Sono 101 i Comuni italiani dove, dal 2010, si sono registrati impatti rilevanti legati a fenomeni atmosferici estremi, con 204 eventi tra allagamenti, frane, esondazioni, con danni alle infrastrutture o al patrimonio storico. Secondo i dati del Cnr, dal 2010 al 2015 le sole inondazioni hanno provocato in Italia la morte di 140 persone e l’evacuazione di oltre 32mila cittadini. E se questi sono gli impatti più noti e visibili, non meno rilevanti sono gli impatti sanitari provocati dalle ondate di calore.
I cambiamenti climatici in atto richiedono nuove forme di risposta alle emergenze e ai pericoli che incombono anche sulle nostre città. Nuove forme di pianificazione e di gestione delle aree urbane sono necessarie per mettere in sicurezza i cittadini e ridurre gli impatti sui quartieri e sulle infrastrutture dei centri urbani che, anche secondo gli esperti dell’Ipcc, sarebbero proprio le aree a pagare i costi sociali maggiori del riscaldamento globale.
Ed è questo il tema del dossier «Le città italiane alla sfida del clima», pubblicazione realizzata da Legambiente in collaborazione con il ministero dell’Ambiente e della tutela del territorio e del mare (Matt).
Rossella Muroni, Presidente nazionale di Legambiente, ha dichiarato: «I cambiamenti climatici stanno determinando impatti sempre più evidenti nelle nostre città, con rischi per le persone e le infrastrutture resi ancor più drammatici dal dissesto idrogeologico, da scelte urbanistiche sbagliate e dall’abusivismo edilizio. Serve un cambio di passo nelle politiche, con piani di intervento e risorse per l’adattamento al clima, come ci chiede anche l’Unione europea, ma urge anche un cambio radicale delle scelte urbanistiche da parte dei Comuni, per mettere in sicurezza le aree più a rischio attraverso interventi innovativi, fermando il consumo di suolo e riqualificando gli spazi urbani, le aree verdi e gli edifici per aumentare la resilienza nei confronti di piogge e ondate di calore. Senza dimenticare che, come sta avvenendo in questi giorni, la mancanza di piogge legata ai mutamenti climatici incide sulle concentrazioni di inquinanti e smog nelle nostre città».

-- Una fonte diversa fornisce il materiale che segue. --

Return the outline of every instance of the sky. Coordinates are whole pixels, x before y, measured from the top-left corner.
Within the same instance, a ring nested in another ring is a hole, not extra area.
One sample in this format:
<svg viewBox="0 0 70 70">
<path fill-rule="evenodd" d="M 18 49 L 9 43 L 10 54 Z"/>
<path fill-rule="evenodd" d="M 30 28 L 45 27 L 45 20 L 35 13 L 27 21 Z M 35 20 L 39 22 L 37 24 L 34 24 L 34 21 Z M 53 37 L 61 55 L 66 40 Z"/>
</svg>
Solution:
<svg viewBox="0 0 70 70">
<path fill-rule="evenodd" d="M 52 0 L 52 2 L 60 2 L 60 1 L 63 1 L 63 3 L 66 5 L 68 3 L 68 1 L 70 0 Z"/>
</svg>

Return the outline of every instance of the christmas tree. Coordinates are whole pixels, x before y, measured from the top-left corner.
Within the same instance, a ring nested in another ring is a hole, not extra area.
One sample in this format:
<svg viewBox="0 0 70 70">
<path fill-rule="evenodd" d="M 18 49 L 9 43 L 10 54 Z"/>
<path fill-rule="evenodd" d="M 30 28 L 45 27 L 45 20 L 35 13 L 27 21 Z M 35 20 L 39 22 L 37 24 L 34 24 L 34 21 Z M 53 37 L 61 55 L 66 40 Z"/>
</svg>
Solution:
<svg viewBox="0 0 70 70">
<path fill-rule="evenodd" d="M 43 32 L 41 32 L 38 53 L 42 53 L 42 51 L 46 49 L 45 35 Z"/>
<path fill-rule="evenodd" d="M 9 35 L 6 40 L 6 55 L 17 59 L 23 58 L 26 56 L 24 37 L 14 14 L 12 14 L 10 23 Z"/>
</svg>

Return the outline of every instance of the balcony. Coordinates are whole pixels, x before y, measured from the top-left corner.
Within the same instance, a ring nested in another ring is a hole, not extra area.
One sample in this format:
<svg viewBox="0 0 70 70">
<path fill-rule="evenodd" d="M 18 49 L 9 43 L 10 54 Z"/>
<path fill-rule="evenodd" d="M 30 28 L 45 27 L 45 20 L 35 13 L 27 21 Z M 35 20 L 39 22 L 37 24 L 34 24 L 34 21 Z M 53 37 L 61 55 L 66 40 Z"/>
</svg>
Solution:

Ma vediamo un po’ di dati.
In Italia, l’81,2% dei comuni è in aree a rischio di dissesto idrogeologico, con quasi 6 milioni di persone che vivono in zone a forte rischio idrogeologico. Grandi città italiane che negli anni hanno visto ripetersi fenomeni meteorologici estremi che hanno provocato danni alle infrastrutture e agli edifici e causato morti e feriti. Tra il 1944 ed il 2012 sono stati spesi 61,5 miliardi di euro solo per i danni provocati dagli eventi estremi nel territorio italiano. Secondo i dati di «Italia sicura», l’Italia è tra i primi Paesi al mondo per risarcimenti e riparazioni di danni da eventi di dissesto: circa 3,5 miliardi all’anno dal 1945 in poi. Dal 1950 ad oggi abbiamo contato 5.459 vittime in oltre 4.000 eventi tra frane e alluvioni.
Dati inequivocabili che dimostrano anche un peggioramento della sicurezza dei territori legata anche ad un cambiamento nella quantità e intensità dei fenomeni di pioggia, che sempre più spesso si concentrano in pochi minuti e che pertanto necessitano l’attivazione di risposte più efficaci, in base alle caratteristiche dei diversi territori e allo stato di sfruttamento degli stessi.
In definitiva, quello che risulta necessario coordinare è una conoscenza approfondita delle zone urbane a maggior rischio e questo per poter pianificare e ottimizzare gli interventi durante le emergenze e per indirizzare l’assistenza.
Una conoscenza che permetta di dare alle città quegli strumenti che permettano loro di affrontare la sfida dei cambiamenti climatici, con l’aumento dei fenomeni meteorologici estremi e impatti sociali, evidenti, nella loro drammaticità, soprattutto nelle aree urbane, quella stessa conoscenza che, per divenire funzionale, deve imporre strategie politiche di adattamento mirate e gestite a livello nazionale e locale.